Springer Science and Business Media LLC - Tập 45 - Trang 125-143 - 2023
Benjamin Maïer1,2,3,4, Amy S. Tsai5, Jakob F. Einhaus5, Jean-Philippe Desilles1,3,4, Benoît Ho-Tin-Noé3, Benjamin Gory6, Marina Sirota7,8, Richard Leigh9, Robin Lemmens10,11,12, Gregory Albers13, Jean-Marc Olivot14, Mikael Mazighi1,3,4,15, Brice Gaudillière5
1Interventional Neuroradiology Department, Hôpital Fondation A. de Rothschild, Paris, France
2Neurology Department, Hôpital Saint-Joseph, Paris, France
3Université Paris-Cité and Université Sorbonne Paris Nord, INSERM, LVTS, Paris, France
4FHU NeuroVasc, Paris, France
5Department of Anesthesiology, Perioperative, and Pain Medicine, Stanford School of Medicine, Stanford, USA
6CHRU-Nancy, Department of Diagnostic and Therapeutic Neuroradiology, Université de Lorraine, Nancy, France
7Bakar Computational Health Sciences Institute, University of California, San Francisco, San Francisco, USA
8Department of Pediatrics, University of California, San Francisco, San Francisco USA
9Department of Neurology, Johns Hopkins University, Baltimore, USA
10Department of Neurology, University Hospitals Leuven, Leuven, Belgium
11Department of Neurosciences Division of Experimental Neurology, KU Leuven-University of Leuven, Leuven, Belgium
12VIB, Centre for Brain and Disease Research, Laboratory of Neurobiology, Leuven, Belgium
13Department of Neurology and Neurological Sciences, Stanford University School of Medicine, Stanford, USA
14Vascular Neurology Department, University Hospital of Toulouse, Toulouse, France
15Neurology Department, Lariboisière Hospital, Université Paris-Cité, Paris, France

Tóm tắt

Ischemic stroke (IS) is the leading cause of acquired disability and the second leading cause of dementia and mortality.

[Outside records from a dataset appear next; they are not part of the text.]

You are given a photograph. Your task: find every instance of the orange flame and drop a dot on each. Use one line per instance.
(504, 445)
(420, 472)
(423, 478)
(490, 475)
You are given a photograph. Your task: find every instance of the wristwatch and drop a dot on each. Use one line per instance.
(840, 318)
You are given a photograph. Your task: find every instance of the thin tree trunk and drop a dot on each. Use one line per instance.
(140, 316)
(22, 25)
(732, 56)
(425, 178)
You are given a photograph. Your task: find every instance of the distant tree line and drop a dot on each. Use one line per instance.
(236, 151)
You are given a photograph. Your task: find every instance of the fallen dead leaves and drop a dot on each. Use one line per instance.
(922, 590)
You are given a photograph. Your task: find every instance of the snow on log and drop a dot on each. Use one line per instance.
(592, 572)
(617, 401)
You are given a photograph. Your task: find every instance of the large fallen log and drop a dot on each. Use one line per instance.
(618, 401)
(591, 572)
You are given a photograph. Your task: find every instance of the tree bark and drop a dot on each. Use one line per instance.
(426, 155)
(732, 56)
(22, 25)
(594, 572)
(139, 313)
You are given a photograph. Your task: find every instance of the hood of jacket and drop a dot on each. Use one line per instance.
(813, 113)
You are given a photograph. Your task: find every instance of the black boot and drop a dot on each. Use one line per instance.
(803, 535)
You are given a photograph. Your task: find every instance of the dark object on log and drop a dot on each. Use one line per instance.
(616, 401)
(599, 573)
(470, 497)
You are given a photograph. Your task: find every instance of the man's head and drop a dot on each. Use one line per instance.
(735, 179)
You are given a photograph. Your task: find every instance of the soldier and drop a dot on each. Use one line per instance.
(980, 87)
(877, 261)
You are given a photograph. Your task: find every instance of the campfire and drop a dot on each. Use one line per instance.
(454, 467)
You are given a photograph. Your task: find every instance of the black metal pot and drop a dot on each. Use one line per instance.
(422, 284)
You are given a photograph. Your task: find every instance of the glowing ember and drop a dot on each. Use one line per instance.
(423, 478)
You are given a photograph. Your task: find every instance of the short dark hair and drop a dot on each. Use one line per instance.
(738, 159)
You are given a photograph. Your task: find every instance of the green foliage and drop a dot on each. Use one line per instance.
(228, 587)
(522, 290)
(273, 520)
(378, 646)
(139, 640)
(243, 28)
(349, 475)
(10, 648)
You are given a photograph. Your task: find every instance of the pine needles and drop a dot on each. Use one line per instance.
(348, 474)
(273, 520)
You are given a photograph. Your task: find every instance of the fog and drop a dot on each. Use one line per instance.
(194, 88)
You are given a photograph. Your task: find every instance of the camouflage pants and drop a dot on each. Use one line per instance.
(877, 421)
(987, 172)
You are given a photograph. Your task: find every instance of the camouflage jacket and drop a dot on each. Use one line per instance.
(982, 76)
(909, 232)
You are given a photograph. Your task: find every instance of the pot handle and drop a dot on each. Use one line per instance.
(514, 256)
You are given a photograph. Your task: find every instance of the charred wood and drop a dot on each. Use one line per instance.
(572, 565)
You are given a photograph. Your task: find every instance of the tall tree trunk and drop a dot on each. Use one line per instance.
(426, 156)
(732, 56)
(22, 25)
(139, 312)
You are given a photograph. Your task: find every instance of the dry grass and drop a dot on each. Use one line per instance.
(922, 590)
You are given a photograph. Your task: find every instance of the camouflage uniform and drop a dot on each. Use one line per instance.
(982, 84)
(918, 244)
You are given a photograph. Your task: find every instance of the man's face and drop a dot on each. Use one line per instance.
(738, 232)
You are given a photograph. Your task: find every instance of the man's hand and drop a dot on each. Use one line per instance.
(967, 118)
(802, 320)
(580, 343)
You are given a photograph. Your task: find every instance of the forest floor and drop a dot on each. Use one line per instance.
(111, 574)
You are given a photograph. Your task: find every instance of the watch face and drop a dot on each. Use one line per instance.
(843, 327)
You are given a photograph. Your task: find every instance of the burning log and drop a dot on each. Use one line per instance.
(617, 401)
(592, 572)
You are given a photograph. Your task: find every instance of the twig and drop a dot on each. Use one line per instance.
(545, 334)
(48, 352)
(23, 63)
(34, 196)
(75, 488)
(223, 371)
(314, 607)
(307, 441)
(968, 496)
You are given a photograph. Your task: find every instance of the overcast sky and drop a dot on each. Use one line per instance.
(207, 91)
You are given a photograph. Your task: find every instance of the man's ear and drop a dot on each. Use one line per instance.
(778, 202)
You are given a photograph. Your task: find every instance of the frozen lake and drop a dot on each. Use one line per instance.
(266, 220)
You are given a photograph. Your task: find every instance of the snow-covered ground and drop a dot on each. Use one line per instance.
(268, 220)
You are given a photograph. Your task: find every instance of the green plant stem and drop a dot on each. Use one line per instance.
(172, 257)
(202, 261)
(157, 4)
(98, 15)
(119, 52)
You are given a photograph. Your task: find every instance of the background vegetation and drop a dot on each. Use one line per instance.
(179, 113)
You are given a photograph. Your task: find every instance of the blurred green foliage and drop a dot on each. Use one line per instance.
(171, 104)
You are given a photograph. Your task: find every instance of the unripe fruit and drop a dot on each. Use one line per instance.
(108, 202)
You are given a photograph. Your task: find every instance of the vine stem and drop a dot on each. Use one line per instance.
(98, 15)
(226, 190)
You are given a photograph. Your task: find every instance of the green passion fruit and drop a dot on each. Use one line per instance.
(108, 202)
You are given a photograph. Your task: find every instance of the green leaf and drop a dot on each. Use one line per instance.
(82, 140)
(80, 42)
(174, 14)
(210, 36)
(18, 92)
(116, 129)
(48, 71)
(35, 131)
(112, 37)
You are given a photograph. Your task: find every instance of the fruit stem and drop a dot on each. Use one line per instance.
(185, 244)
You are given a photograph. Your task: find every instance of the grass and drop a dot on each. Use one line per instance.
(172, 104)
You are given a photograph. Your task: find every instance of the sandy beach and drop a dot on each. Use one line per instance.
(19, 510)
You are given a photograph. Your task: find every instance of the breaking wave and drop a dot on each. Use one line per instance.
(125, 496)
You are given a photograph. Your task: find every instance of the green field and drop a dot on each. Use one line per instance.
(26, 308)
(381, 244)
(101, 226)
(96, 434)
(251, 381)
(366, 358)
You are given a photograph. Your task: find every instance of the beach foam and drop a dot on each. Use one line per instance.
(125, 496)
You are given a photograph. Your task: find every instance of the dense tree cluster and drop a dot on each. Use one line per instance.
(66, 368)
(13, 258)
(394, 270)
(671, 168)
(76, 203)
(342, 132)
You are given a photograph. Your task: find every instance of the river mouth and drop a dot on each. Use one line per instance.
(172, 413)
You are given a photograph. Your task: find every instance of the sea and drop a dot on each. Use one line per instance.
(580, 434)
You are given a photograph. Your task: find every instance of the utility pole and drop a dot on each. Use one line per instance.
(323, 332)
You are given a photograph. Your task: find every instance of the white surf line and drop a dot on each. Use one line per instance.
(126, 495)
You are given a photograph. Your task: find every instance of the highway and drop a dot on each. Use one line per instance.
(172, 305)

Current treatments for IS are primarily focused on revascularization of the occluded artery. However, only 10% of patients are eligible for revascularization and 50% of revascularized patients remain disabled at 3 months. Accumulating evidence highlight the prognostic significance of the neuro- and thrombo-inflammatory response after IS. However, several randomized trials of promising immunosuppressive or immunomodulatory drugs failed to show positive results. Insufficient understanding of inter-patient variability in the cellular, functional, and spatial organization of the inflammatory response to IS likely contributed to the failure to translate preclinical findings into successful clinical trials. The inflammatory response to IS involves complex interactions between neuronal, glial, and immune cell subsets across multiple immunological compartments, including the blood-brain barrier, the meningeal lymphatic vessels, the choroid plexus, and the skull bone marrow. Here, we review the neuro- and thrombo-inflammatory responses to IS. We discuss how clinical imaging and single-cell omic technologies have refined our understanding of the spatial organization of pathobiological processes driving clinical outcomes in patients with an IS. We also introduce recent developments in machine learning statistical methods for the integration of multi-omic data (biological and radiological) to identify patient-specific inflammatory states predictive of IS clinical outcomes.